Farrar asked how much the installation was going to cost and said, “We need to know.”

Farrar said, “My concern is what the whole cost is going to be.”

Councilman Glenn Miller stated, “We’re going to be in budget,” and stated he did not want to publically disclose how much it will cost while he is negotiating the installation cost with contractors.

Vice Mayor John Crane asked for a ballpark figure and asked, “Is it $10,000, $100,000 or $250,000?”

Miller stated, “We budgeted $340,000 for lighting. We’ll come in at or under.”

Farrar said it wasn’t their money but taxpayer money they were spending.

Councilwoman Melissa Price said, “I think we need to get these on order so I’d like to make a motion.”

Price’s motion passed by a vote of 6-1 with Farrar dissenting.

Council voted unanimously to approve spending $35,000, which included $5,000 contingency, to construct turning lanes and curb modifications associated with the gateways.
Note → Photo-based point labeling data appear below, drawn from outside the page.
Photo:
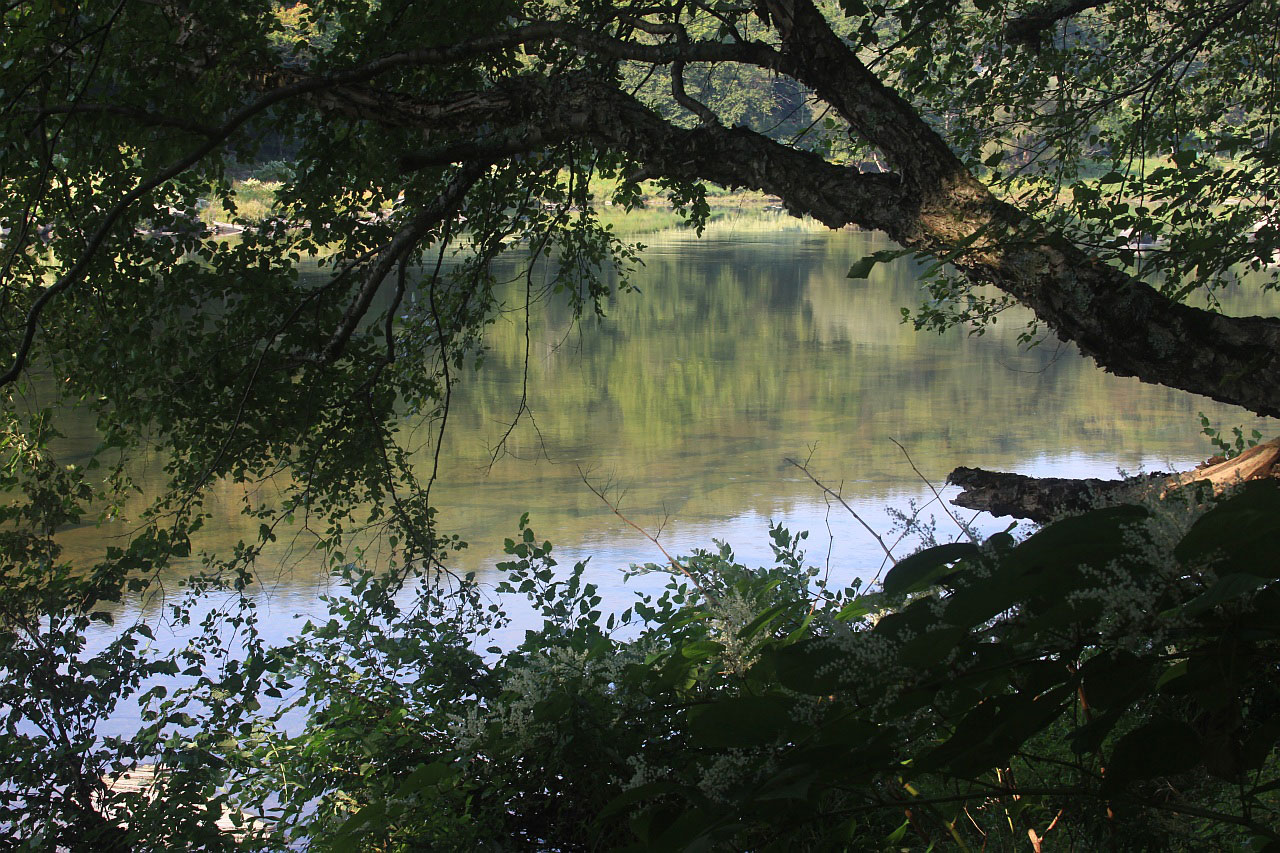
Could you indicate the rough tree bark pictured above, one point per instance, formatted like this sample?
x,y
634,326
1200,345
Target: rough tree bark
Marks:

Neiss said there were substantial savings to the town to do this part of the project now by piggybacking on the bike lane project.

Miller stated he was really surprised at how much the savings were and said it would probably cost the town $80,000 otherwise.

During public comment, Peterson asked Van Allen if he wanted to speak or if he “gives up.”

Van Allen responded, “This piecemeal stuff … I give up.”

Council voted unanimously to approve the expenditure.